Lecturas:
Hechos 1, 1-11
Salmo 46
Efesios 1, 17-23
Lucas 24, 46-53
Homilía
En este domingo celebramos que Jesús, después de resucitar y
pasar un tiempo acompañando y enseñando a sus discípulos, sube al cielo
definitivamente. La imaginería popular y el arte nos muestran este momento como
una escena gloriosa, entre nubes y rayos de luz, tal como los salmos relataban
el ascenso de Dios a los cielos. En cambio, el evangelio la describe con una
impresionante sencillez. Sin detalles, ni adornos, nada espectacular. Simplemente
dice que Jesús se separó de ellos y subió al cielo. Dejó de estar, físicamente
presente, entre ellos. ¿Qué había ocurrido?
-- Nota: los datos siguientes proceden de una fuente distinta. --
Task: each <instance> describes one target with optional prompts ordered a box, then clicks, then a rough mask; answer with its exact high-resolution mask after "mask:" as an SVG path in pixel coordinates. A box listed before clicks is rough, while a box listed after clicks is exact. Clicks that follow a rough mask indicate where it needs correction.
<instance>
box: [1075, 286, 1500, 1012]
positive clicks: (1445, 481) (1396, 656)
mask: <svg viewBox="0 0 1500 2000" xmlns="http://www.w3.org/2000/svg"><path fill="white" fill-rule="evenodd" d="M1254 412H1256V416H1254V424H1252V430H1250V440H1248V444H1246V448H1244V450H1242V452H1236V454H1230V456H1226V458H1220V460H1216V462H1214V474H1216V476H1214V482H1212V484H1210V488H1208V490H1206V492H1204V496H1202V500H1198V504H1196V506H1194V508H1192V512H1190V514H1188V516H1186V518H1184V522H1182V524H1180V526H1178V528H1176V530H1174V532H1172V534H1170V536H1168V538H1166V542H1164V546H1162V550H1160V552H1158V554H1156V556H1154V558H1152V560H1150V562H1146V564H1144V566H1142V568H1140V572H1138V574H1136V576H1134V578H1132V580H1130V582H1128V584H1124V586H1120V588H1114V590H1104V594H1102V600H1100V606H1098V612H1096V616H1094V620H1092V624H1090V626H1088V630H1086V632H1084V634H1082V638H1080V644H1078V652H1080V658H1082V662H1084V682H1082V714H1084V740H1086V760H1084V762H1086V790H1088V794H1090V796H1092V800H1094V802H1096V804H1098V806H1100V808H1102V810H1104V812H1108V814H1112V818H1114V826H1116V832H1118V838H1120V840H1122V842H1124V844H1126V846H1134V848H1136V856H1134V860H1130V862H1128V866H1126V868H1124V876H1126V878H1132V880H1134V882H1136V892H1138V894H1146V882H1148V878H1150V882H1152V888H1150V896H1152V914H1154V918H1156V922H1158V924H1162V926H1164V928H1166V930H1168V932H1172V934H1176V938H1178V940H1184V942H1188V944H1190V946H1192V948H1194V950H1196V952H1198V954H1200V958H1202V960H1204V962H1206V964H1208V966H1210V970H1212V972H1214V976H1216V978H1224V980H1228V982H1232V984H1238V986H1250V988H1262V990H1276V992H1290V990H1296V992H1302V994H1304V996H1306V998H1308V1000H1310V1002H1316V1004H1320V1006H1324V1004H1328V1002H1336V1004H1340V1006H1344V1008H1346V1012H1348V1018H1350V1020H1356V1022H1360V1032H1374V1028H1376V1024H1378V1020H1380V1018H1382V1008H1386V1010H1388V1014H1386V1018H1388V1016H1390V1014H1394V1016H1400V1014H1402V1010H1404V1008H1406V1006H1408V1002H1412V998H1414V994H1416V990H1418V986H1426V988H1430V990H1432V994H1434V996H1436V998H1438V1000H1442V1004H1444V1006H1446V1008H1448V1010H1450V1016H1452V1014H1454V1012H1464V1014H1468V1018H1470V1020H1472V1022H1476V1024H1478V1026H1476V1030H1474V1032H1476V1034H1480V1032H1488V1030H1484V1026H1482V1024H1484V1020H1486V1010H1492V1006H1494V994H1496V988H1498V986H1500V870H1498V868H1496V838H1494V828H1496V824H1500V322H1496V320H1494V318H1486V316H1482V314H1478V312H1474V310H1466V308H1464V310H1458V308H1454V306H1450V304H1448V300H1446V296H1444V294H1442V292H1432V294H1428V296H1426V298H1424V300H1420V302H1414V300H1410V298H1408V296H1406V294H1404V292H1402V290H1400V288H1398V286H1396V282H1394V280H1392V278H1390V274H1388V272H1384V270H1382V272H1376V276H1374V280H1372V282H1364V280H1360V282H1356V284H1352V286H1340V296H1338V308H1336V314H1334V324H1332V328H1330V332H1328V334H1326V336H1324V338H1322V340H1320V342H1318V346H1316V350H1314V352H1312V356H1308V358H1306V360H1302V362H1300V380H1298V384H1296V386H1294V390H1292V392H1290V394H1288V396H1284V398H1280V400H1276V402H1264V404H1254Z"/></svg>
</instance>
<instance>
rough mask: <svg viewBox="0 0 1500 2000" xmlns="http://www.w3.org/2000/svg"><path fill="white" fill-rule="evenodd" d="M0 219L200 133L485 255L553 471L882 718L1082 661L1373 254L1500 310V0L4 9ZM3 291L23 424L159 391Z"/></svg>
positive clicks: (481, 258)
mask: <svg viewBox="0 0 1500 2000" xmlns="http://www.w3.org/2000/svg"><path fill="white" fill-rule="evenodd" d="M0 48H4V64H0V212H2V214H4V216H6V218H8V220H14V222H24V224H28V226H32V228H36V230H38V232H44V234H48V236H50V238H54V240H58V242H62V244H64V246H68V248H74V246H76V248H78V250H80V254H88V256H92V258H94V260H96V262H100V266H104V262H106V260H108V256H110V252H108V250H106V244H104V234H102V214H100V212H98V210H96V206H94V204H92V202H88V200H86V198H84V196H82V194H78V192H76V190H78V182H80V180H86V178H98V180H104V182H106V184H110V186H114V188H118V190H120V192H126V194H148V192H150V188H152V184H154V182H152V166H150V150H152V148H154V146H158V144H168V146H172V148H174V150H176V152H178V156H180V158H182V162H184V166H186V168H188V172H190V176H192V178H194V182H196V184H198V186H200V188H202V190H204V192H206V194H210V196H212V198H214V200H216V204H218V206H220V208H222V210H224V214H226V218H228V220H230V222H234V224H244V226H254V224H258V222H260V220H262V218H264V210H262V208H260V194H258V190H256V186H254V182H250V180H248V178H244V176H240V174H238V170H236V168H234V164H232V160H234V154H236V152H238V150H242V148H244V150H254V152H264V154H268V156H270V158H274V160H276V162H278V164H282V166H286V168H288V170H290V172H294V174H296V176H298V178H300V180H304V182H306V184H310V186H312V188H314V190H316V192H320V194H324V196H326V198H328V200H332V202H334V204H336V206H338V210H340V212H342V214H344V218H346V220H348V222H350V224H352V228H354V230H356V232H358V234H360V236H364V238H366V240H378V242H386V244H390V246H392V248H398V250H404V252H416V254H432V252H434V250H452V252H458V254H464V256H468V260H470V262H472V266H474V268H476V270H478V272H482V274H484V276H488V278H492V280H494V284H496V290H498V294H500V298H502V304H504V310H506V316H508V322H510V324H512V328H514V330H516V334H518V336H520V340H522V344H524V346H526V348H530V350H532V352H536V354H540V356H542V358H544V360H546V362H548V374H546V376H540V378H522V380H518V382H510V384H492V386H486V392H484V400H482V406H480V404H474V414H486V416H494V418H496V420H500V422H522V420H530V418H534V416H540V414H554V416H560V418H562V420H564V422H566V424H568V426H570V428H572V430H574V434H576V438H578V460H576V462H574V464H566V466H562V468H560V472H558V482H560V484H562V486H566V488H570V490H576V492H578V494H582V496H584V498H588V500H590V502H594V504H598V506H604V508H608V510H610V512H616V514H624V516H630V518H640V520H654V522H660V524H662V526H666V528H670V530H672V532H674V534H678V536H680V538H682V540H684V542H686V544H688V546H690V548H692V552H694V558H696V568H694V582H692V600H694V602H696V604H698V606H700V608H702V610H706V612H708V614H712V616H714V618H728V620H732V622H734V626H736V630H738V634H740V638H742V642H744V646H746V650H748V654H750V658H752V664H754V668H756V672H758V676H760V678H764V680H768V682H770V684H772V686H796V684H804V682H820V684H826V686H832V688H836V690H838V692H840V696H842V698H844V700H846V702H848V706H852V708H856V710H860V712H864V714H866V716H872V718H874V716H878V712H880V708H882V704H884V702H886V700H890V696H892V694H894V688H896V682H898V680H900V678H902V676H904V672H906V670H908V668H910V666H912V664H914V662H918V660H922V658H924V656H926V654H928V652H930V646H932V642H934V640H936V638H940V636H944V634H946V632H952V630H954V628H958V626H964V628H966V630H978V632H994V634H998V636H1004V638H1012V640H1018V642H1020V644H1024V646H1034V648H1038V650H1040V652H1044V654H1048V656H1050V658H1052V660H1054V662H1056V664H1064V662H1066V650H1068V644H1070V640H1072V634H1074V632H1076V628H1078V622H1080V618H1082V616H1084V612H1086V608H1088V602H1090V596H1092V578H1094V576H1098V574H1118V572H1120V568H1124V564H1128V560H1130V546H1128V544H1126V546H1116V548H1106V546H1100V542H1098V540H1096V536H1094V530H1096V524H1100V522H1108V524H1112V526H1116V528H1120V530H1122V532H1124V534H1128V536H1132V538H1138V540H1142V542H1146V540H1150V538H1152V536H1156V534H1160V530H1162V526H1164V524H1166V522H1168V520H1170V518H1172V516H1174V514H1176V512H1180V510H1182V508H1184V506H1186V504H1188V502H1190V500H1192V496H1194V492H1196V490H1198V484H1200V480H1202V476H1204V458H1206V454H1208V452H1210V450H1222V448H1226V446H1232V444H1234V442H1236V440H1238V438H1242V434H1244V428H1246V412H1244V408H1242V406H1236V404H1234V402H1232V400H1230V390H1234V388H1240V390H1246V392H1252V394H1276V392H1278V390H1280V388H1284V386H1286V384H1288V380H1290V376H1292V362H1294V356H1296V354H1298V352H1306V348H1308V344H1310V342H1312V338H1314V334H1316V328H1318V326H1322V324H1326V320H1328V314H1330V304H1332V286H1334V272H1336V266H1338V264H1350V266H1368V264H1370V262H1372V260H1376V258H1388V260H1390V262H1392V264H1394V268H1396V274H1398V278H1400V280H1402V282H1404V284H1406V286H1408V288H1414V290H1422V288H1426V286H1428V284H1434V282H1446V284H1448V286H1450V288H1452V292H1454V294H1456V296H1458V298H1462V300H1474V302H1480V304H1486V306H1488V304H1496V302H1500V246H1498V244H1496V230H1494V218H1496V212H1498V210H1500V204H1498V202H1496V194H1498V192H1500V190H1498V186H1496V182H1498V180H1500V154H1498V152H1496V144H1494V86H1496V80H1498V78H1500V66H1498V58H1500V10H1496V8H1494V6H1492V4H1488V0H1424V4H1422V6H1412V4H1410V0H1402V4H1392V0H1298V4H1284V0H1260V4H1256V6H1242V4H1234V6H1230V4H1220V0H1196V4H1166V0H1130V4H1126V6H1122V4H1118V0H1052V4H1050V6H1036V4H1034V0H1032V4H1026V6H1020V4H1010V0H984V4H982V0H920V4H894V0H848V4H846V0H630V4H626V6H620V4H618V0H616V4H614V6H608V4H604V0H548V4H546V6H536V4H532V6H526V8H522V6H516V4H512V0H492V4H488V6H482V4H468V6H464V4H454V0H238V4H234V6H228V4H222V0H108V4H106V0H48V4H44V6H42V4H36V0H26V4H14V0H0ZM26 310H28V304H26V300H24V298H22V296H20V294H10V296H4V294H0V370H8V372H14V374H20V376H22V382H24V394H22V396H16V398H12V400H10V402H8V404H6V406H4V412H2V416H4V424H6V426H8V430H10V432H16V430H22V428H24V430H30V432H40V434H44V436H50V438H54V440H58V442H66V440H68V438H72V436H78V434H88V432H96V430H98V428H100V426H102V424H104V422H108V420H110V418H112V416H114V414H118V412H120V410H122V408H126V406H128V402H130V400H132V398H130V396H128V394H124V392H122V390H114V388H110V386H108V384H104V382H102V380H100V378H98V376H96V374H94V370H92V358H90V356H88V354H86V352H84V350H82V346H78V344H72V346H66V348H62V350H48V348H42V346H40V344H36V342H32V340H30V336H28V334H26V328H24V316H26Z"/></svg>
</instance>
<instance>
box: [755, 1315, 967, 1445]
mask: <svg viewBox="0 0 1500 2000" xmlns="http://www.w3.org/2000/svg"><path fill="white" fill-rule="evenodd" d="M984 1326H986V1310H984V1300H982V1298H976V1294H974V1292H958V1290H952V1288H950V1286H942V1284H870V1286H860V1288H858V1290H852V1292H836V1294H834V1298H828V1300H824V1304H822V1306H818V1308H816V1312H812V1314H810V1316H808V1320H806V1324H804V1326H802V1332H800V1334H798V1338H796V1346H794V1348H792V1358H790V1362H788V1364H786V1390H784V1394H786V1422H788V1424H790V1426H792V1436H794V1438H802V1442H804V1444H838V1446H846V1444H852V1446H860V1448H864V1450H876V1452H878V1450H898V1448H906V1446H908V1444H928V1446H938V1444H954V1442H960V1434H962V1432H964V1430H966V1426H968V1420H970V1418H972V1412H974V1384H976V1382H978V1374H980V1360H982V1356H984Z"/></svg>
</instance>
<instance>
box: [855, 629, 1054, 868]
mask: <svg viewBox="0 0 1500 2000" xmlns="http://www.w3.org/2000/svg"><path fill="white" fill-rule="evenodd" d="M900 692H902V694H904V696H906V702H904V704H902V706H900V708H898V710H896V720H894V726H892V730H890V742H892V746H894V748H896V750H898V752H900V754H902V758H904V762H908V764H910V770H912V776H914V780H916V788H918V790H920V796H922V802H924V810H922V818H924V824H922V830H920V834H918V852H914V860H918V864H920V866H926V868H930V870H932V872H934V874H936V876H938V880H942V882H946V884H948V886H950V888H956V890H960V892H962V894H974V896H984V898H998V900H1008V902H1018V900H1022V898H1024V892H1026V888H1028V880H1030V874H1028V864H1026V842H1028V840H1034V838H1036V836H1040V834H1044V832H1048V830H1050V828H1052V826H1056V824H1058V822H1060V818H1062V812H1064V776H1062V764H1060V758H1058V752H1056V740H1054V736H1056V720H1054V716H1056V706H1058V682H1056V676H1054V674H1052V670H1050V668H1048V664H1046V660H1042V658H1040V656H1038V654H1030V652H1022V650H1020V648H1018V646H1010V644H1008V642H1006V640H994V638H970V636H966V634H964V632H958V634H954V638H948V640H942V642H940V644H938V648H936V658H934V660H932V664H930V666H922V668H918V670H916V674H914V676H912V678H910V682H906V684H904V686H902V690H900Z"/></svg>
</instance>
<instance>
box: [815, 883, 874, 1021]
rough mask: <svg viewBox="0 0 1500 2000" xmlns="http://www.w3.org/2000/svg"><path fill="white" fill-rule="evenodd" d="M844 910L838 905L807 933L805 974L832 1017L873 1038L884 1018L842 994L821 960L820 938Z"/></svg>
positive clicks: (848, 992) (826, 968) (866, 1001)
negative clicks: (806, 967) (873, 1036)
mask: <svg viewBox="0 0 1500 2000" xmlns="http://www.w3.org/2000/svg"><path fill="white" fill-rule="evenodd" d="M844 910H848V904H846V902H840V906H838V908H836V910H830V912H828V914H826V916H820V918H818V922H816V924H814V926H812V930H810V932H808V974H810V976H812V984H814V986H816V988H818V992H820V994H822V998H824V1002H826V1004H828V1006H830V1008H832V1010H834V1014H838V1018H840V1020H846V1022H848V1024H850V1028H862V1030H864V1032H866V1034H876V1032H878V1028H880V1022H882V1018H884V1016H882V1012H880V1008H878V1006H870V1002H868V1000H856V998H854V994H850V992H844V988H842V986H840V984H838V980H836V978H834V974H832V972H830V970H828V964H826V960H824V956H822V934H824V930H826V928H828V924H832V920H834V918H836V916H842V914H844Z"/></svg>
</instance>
Los discípulos comprendieron que Jesús iba a donde siempre
les había dicho: con el Padre. Estaba lejos y a la vez muy cerca de ellos, en
una dimensión que entonces no podían alcanzar, pero al mismo tiempo, muy
próxima. Por eso su reacción no fue de tristeza ni de duelo, como si hubiera
muerto, sino de alegría. Jesús se iba pero no se iba. Y fueron al templo a dar
gracias a Dios.
Se necesita una luz interior muy grande para poder
comprender, sólo un poco, el misterio. En realidad, nunca podremos abarcar el
misterio de Dios con nuestra pequeña mente humana, pero si nos abrimos de
corazón podremos hacer algo mejor que entender: abrazarlo. Y vivir envueltos en
él.
Pablo lo explica muy bien en su carta a los Efesios. Las
cosas del mundo físico las podemos entender con nuestra lógica. Pero ¿cómo
entender las cosas sobrenaturales? En lo tocante a Dios, nuestra razón humana
es limitada y no puede explicar muchas cosas. Por eso es necesario abrirse a
una inteligencia mayor: «espíritu de sabiduría y revelación» para «iluminar los
ojos del corazón». En el mundo judío, el corazón no era lo que hoy decimos
sentimientos. El corazón era la sede de la sabiduría, del pensamiento y la
voluntad. El corazón, para un judío, engloba lo que hoy llamamos mente,
emociones y espíritu.
Pero ¿qué es lo que debemos comprender con esta inteligencia
que nos viene del Espíritu Santo? Pablo usa tres palabras: esperanza, gloria y
poder. Dios nos está brindando una promesa: la muerte no será nuestro fin. Nos
está preparando una «riqueza de gloria», es decir, una vida luminosa, rebosante
de dicha. Y nos está ofreciendo una «grandeza de poder», que es compartir la
vida resucitada de su Hijo, Jesús. ¿Quién no sueña con ser feliz, con vivir
para siempre, con una vida intensa y plena? Todo esto nos lo prepara Dios, por
eso tenemos motivos para vivir, ya aquí, felices y esperanzados, llenos de paz
y sin miedo. Dios cumple sus promesas y Jesús resucitado es la prueba.
Pero podríamos pensar que esa gloria y ese poder, esa
resurrección, sólo son para Cristo… y quizás para algunos muy santos. No: todos
estamos llamados a ser santos. Y la gloria es para todos los que están unidos a
Jesús, su cuerpo, como dice Pablo. La Iglesia es el cuerpo de Jesús. Si Jesús
resucita… ¡toda la Iglesia resucita!
Una parte de esa Iglesia triunfante ya está en el cielo. La
otra, los que estamos aquí en la tierra, no podemos quedarnos embobados soñando
en el cielo y mirando a lo alto. Como a los apóstoles, vendrá alguien que nos
dirá: ¿Qué hacéis ahí plantados? Dejaos de mirar arriba y poneos manos a la
obra. ¡El mundo espera una buena noticia! Y está en vuestras manos esparcirla.
Jesús se fue, pero volverá. En realidad, siempre está con nosotros.